Titan, Saturn's largest moon, has a thick atmosphere teeming with organic compounds.NASA / JPL-Caltech / Space Science Institute

When Voyager 1 flew by Saturn and its moons in 1980, it found a thick, orange-brown atmosphere around Titan, the largest moon of the group. The spacecraft’s imaging instruments couldn’t penetrate the atmosphere, but its spectrometers detected a multitude of molecules that are also found on Earth: mostly nitrogen, but also hints of hydrogen, as well as complex organic compounds like ethane, propane, carbon dioxide, carbon monoxide, and many others. The Huygens probe later found lakes of liquid methane on Titan in 2005, and the Cassini spacecraft eventually expanded the list to include propylene, a chemical used in household plastics on Earth, and hydrogen cyanide, an extremely poisonous compound.

Titan, in short, is an incredibly rich world of organic chemistry—and the list is still growing. NASA scientists report they have detected a molecule in the moon’s atmosphere that potentially could form cell-like membranes, according to new research published Friday in Science Advances.

Using data from ALMA, a network of radio telescopes in northern Chile, the scientists found vinyl cyanide, a hydrocarbon compound, in significant amounts in the dense atmosphere. The detection confirms previous measurements by Cassini, which found only hints of the molecule.

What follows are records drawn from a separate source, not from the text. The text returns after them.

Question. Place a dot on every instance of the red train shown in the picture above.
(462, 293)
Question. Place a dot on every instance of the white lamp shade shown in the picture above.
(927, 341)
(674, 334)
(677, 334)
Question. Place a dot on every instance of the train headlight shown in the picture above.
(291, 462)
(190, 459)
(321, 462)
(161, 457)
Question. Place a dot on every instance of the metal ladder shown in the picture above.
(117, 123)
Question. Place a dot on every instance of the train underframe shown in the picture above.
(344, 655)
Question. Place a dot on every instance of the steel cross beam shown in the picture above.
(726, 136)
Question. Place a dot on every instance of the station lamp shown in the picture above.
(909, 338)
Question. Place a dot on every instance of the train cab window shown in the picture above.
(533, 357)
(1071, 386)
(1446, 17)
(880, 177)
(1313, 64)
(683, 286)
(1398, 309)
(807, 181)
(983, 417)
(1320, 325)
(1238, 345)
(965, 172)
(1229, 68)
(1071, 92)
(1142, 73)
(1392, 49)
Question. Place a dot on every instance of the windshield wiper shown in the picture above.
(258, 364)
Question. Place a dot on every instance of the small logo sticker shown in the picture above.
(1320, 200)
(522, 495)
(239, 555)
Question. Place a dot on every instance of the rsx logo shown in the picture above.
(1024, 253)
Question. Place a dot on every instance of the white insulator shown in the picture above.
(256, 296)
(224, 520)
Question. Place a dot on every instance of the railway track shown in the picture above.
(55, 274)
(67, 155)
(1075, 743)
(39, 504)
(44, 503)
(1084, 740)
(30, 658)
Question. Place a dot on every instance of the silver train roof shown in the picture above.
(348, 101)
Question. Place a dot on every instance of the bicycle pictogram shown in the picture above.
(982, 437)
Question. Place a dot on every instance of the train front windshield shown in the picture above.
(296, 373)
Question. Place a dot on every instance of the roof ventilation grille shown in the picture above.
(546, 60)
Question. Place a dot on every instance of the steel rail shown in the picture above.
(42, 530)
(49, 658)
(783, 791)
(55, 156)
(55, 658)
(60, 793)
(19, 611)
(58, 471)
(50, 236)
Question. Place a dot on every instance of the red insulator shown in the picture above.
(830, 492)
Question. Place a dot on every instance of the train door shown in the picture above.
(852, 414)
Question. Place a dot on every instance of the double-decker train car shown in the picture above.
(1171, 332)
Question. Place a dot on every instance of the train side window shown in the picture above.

Cell membranes as we know them on Earth—thin, flexible layers made of fatty molecules called lipids—could not survive on Titan. Titan’s atmosphere is mostly made of nitrogen and only traces of oxygen, which actually come from the plumes of icy particles ejected by its neighbor, Enceladus. Titan’s liquid lakes and seas are composed of methane and ethane, and its surface temperature hovers around -290 degrees Fahrenheit.

But vinyl cyanide has certain properties that may allow it to create cell-like membranes, perhaps even in Titan’s environment. Laboratory simulations of the conditions in Titan’s lakes show that vinyl cyanide, compared with other organic molecules, would form the most stable membranes.

The NASA scientists say haze particles in Titan’s upper atmosphere could transport vinyl cyanide down to the surface, where it may interact with the methane and ethane in bodies of water. These reactions could give rise to cell membranes, the key ingredient for the emergence of life—or at least a petri dish in which life can form.

Cell membranes create an enclosed space where reactions can occur more easily and frequently than they would in a big environment with no clear boundaries. Carl Sagan once called Titan a “laboratory for prebiological organic chemistry.” The presence of cell-like membranes would create infinite numbers of tiny laboratories. The NASA scientists say their estimates of vinyl cyanide in Titan’s atmosphere suggest there may be enough molecules dissolved in Ligeia Mare, the moon’s second-largest body of liquid, to build up to 10 million membranes per cubic centimeter.

Titan’s atmospheric chemistry resembles that of an early Earth, which makes the moon an exciting target in the field of astrobiology. It’s serving up a soup chock-full of the some of the ingredients necessary to spark life, like nitrogen, carbon, and hydrogen. “They’re fundamental to life as we know it,” says Sarah Hörst, a planetary scientist at Johns Hopkins University who studies Titan. “They may be fundamental to life as we don’t know it, if only because they’re the most abundant elements in the universe.”

To further investigate the role of vinyl cyanide on Titan, scientists will need to conduct more laboratory simulations, study membrane formation in methane-rich environments, and keep combing through Cassini data until the spacecraft ends its mission and burns up in Saturn’s atmosphere this fall. For now, its discovery serves as a reminder of the moon’s complicated atmosphere—and also of the rare existence of the atmosphere itself. Titan is the only moon in the solar system with a cloudy, planet-like atmosphere, where methane clouds release methane rains that feed methane lakes, in a process similar to the water cycle on Earth.

“I suspect that some people in the community will be like, great, another organic molecule in Titan’s atmosphere—surprise, surprise,” Hörst said. “The thing that people really don’t understand is that this chemistry is uniquely complicated. There really just aren’t other places in the solar system where the atmosphere is doing chemistry that is this complex.”